Sulla scorta delle pronunce conformi del Tribunale e della Corte d’Appello di Trieste, la Cassazione dichiarava inammissibile il ricorso del lavoratore che instava per la riforma della sentenza per aver la Corte Territoriale, nel valutare la legittimità della risoluzione, preso in considerazione degli elementi fattuali non riportati nella contestazione da cui scaturiva il licenziamento disciplinare.
La Corte di legittimità, sulla scorta di un granitico filone giurisprudenziale, seppur confermando il principio di immutabilità della contestazione che preclude al datore di lavoro di licenziare per motivi diversi da quelli contestati, ha ritenuto che tale istituto non vieti di “considerare fatti non contestati e situati a distanza anche superiore ai due anni dal recesso, quali circostanze confermative della significatività degli addebiti posti a base del licenziamento, al fine della valutazione della complessiva gravità, sotto il profilo psicologico, delle inadempienze del lavoratore e della proporzionalità o meno del correlativo provvedimento sanzionatorio”.

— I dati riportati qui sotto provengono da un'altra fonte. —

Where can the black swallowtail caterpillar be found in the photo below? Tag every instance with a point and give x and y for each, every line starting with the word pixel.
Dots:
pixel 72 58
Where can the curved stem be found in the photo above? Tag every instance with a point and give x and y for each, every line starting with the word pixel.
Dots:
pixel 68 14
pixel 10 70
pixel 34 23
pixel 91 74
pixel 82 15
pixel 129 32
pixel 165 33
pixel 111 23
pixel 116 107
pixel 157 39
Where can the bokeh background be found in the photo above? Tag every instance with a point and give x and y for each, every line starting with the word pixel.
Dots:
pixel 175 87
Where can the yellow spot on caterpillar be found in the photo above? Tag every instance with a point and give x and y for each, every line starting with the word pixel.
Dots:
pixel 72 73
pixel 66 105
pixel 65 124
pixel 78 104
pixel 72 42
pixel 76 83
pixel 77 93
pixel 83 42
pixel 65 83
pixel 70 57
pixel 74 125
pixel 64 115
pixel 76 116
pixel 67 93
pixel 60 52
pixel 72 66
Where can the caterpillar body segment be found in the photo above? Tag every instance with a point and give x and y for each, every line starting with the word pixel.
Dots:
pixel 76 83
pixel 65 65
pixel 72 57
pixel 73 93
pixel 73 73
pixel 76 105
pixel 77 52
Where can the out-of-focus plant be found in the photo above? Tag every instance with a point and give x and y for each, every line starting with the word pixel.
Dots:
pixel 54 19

In altre parole la Suprema Corte, nel confermare la decisione della Corte d’Appello, evidenziava come, alla stregua del cennato principio, sia possibile per il Giudice prendere in considerazione sia eventi non contestati, che fatti antecedenti ai due anni, al fine di valutare la condotta complessiva del lavoratore e decidere, così, della legittimità di un licenziamento disciplinare.
In particolare, il ricorso è stato dichiarato inammissibile poiché sono state ritenute rilevanti le condotte precedenti reiterate e i fatti addebitati rivestivano il carattere di grave violazione degli obblighi del rapporto di lavoro, tali da ledere irrimediabilmente l’elemento fiduciario.